Nel ricostruire la storia, sono emersi sempre più elementi.
Artin, questo il suo nome, aveva poco più di un anno quando è morto annegato. Era il 27 ottobre dell’anno scorso, quando la famiglia di Artin ha tentato la traversata verso la Gran Bretagna. L’imbarcazione è affondata e con lei Artin e tutti i membri della sua famiglia. Solo il suo corpo, diversamente da quelli dei suoi famigliari, non era ancora stato ritrovato. Fino ad ora, quando è emerso tra le coste del sud della Norvegia, presso la città di Karmoy.
La famiglia era originaria della città iraniana di Sardasht, vicina al confine iracheno e la BBC ha ripercorso con un articolo il suo tragitto dal Paese d’origine fino al ritrovamento del corpo del bambino.

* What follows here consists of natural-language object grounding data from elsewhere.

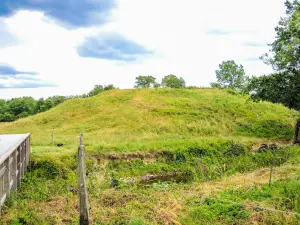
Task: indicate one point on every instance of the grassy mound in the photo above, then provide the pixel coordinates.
(160, 156)
(137, 119)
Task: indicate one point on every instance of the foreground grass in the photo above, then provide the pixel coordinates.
(208, 194)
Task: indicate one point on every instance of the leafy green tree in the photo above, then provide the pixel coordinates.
(283, 86)
(285, 49)
(97, 90)
(277, 88)
(172, 81)
(6, 117)
(109, 87)
(100, 88)
(230, 75)
(145, 82)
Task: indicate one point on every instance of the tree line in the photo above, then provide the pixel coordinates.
(282, 86)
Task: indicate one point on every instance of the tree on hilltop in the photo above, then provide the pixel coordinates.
(145, 82)
(173, 81)
(230, 75)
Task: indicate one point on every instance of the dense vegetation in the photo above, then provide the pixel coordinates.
(167, 153)
(151, 157)
(282, 86)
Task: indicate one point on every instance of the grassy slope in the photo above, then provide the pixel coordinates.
(187, 132)
(133, 117)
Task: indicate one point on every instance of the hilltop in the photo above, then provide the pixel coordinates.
(161, 156)
(153, 116)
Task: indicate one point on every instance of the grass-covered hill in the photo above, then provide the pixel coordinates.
(137, 118)
(161, 156)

Partiti il 7 agosto 2020 dal Kurdistan iraniano, hanno raggiunto prima la Turchia, per poi essere trasportati in Puglia da dei trafficanti di esseri umani. Artin e la sua famiglia hanno attraversato tutto il nostro Paese in direzione del nord della Francia, da dove si sono imbarcati verso il Regno Unito con l’obiettivo di raggiungere il campo di Dunkerque, prima del naufragio a cui nessun membro della famiglia è sopravvissuto.
Fonte BBC
Nello stesso articolo, l’emittente britannica ha reso pubblici una serie di messaggi della madre di Artin, la signora Mohammad Panahi, incluso uno in cui parlava del pericolo di attraversare la Manica in barca ma concludeva “non abbiamo scelta”.
“Se vogliamo andare con un camion, potremmo aver bisogno di più soldi che non abbiamo”, si legge in un secondo messaggio.
In un altro ancora, Mohammad ha detto: “Ho mille dolori nel cuore e ora che ho lasciato l’Iran vorrei dimenticare il mio passato”.